This New York Times best-seller from noted historian and acclaimed author Jay Winik forever changes common perceptions of the final month of the American Civil War. April 1865 could have destroyed the nation. Instead, it saved it. As April begins, the battered Confederate capital of Richmond falls to the Union Army. Robert E. Lee surrenders his forces to Ulysses S. Grant at Appomattox one week later. In good spirits and sensing the war's end, President Abraham Lincoln attends a comedic play--and is assassinated. Simultaneously, Secretary of State William Seward is brutally attacked, but survives. Along with fears that remaining Confederate soldiers will break into guerrilla bands, these events threaten to plunge America into turmoil. But it is not to be. Winik's engrossing narrative sweeps readers along from one incredible moment to the next until, remarkably, peace is reached. A provocative and deeply researched account, this modern classic is a major reassessment of the 30 most pivotal days in United States history.

Editorial Reviews

bn.com

In April 1865, the Civil War was drawing to a close. Richmond had fallen. Lee was in retreat. The Confederates were debating a last-ditch guerrilla warfare assault. The surrender at Appomattox would soon follow, and in five days President Lincoln would fall to an assassin's bullet. How would the war end? Would the country be able to pull itself together after the wrenching conflict? And how would the shaky presidential transition affect the mood of the nation? Historian Jay Winik takes the reader back to that tumultuous time in a book that master Civil War historian James McPherson says "fully measures up to the importance of its subject."

Terry Eastland

Winik's command of the war makes the book compelling: an engrossing narrative history, a valuable refresher on how the war ended.
Weekly Standard

San Francisco Chronicle

[A] comprehensive, essential volume ..[the] interviews are like keys to the many rooms of [Ginsberg's] expansive consciousness.

Baltimore Sun

Winik more than meets the tests of vigorous narrative and fresh analysis ... It is easy today to assume that the outcome of the Civil War was inevitable. But as Winik makes clear, no such certitude existed at the beginning of the fateful month of April 1865.

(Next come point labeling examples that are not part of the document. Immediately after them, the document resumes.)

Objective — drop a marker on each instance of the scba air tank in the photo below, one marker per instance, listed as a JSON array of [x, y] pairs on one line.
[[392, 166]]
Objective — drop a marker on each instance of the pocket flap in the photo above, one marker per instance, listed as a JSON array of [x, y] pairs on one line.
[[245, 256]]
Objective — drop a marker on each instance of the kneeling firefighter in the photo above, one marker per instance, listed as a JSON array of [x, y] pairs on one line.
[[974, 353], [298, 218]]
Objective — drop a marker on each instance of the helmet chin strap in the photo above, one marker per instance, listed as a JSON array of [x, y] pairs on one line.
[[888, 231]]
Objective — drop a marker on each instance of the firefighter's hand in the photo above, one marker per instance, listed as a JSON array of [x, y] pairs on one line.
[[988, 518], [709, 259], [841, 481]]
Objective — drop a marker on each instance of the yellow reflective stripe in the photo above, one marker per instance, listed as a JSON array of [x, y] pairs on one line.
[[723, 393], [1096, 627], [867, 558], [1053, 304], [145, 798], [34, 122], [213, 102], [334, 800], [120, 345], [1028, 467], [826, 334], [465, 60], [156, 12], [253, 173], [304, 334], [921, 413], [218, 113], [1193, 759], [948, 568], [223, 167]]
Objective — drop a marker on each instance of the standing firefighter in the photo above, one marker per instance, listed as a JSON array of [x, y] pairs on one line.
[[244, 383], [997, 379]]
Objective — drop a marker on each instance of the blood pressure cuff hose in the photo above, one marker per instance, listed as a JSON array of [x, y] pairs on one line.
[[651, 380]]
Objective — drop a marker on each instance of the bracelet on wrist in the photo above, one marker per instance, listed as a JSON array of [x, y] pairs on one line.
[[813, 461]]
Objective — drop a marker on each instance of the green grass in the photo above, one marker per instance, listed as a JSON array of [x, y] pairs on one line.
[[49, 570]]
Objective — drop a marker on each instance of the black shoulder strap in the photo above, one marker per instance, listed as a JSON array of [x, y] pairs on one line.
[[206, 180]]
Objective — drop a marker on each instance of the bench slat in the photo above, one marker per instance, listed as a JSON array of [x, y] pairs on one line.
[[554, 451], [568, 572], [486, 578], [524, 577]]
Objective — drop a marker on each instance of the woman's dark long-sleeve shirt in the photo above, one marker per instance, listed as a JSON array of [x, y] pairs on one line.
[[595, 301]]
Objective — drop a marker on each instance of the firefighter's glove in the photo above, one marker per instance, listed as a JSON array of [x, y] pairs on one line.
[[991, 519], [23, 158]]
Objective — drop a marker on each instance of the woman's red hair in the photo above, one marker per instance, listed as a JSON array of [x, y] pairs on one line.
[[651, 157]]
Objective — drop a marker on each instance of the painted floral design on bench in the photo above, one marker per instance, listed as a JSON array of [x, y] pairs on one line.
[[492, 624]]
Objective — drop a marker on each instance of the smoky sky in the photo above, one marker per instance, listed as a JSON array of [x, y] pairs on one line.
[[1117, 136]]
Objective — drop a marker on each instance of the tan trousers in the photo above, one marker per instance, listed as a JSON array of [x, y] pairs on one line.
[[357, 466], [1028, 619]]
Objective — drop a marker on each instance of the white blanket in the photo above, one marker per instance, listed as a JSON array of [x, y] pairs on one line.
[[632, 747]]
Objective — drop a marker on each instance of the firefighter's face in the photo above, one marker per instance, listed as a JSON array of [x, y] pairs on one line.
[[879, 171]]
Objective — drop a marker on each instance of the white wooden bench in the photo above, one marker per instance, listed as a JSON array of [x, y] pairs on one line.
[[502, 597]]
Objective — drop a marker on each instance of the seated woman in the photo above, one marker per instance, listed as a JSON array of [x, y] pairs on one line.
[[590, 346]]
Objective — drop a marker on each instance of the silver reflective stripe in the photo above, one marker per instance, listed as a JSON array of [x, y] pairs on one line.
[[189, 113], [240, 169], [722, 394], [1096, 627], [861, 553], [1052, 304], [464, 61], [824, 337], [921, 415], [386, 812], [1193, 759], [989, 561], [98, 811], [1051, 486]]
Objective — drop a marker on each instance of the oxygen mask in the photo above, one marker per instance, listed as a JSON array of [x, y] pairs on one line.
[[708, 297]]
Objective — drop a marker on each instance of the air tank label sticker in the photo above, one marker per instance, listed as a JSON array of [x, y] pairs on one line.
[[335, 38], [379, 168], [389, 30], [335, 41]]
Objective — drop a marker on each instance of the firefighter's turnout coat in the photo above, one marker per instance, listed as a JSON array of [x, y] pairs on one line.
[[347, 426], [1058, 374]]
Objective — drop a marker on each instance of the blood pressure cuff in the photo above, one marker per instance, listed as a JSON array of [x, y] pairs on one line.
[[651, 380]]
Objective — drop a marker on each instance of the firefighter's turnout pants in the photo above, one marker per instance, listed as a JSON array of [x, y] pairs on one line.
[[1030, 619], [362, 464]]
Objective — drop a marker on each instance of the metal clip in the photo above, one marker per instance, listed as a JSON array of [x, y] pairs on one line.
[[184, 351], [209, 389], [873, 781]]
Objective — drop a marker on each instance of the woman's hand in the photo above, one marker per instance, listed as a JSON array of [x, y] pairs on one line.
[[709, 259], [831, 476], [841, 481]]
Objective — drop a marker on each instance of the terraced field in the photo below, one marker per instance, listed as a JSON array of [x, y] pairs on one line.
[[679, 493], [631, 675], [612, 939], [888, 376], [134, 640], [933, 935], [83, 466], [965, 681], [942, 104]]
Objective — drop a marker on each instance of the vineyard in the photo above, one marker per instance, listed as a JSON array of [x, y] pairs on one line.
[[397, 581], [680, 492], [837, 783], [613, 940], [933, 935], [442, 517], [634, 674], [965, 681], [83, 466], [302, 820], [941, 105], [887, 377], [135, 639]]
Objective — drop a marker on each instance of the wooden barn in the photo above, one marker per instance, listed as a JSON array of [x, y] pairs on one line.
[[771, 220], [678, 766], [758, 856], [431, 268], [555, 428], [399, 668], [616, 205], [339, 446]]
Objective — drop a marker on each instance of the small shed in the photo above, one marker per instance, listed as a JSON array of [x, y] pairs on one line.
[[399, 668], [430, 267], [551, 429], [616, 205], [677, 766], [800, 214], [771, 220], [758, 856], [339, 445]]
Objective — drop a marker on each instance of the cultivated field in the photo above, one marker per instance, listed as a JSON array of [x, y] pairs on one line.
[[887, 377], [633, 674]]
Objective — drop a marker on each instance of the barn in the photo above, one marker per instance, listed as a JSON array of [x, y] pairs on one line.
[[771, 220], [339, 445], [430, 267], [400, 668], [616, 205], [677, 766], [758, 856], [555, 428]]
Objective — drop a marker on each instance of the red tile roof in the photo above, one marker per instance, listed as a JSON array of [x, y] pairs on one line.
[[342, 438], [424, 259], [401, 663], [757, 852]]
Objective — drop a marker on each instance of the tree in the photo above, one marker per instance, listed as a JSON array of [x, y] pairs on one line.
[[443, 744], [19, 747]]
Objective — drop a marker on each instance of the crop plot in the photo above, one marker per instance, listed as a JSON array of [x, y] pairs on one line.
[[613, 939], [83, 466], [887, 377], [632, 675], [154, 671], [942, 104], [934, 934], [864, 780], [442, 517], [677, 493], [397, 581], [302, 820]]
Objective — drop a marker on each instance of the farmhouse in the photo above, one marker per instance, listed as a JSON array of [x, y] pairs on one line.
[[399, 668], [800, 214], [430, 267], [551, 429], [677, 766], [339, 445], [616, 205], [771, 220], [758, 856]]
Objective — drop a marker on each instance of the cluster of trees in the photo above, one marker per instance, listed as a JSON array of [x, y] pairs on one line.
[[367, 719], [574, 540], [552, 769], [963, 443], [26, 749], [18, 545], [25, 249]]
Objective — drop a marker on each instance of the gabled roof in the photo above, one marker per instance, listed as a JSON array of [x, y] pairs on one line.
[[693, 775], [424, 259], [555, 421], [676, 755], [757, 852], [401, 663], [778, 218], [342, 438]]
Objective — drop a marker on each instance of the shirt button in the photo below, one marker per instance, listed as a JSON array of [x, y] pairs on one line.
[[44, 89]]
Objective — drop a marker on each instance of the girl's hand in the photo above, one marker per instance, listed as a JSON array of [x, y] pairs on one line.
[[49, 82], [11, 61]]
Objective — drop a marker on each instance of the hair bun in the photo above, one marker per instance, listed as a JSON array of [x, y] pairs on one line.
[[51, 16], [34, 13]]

Publishers Weekly - Publisher's Weekly

Though the primary focus of this book is the last month of the Civil War, it opens in the 18th century with a view of Monticello, the home of Thomas Jefferson. Winik (whose previous book, On the Brink, was an account of the Reagan administration and the end of the Cold War) offers not just a study of four weeks of war, but a panoramic assessment of America and its contradictions. The opening Jeffersonian question is: does the good of the country take precedence over that of the individual states? The question of civil union or civil war is the central question of this new work. Winik goes on to describe how a series of events that occurred during a matter of weeks in April 1865 (the fall of Richmond; Lee's graceful surrender to Grant at Appomattox, and Grant's equally distinguished handling of his foe; Lincoln's assassination), none of them inevitable, would solve Jefferson's riddle: while a loose federation of states entered the war, what emerged from war and Reconstruction was a much stronger nation; the Union had decisively triumphed over the wishes of individual states. Winik's sense of the dramatic and his vivid writing bring a fitting flourish to his thesis that April 1865 marked a turning point in American history: "So, after April 1865, when the blood had clotted and dried, when the cadavers had been removed and the graves filled in, what America was asking for, at war's end, was in fact something quite unique: a special exemption from the cruel edicts of history." Winik's ability to see the big picture in the close-up (and vice versa), and to compose riveting narrative, is masterful. This book is a triumph. (Apr. 4) Forecast: Popular history at its best, this book should appeal widely to readers beyond the usual Civil War crowd. Strong endorsements from a group of noted historians, including James M. McPherson and Douglas Brinkley, along with a 10-city author tour, should also help both review coverage and sales. Copyright 2001 Cahners Business Information.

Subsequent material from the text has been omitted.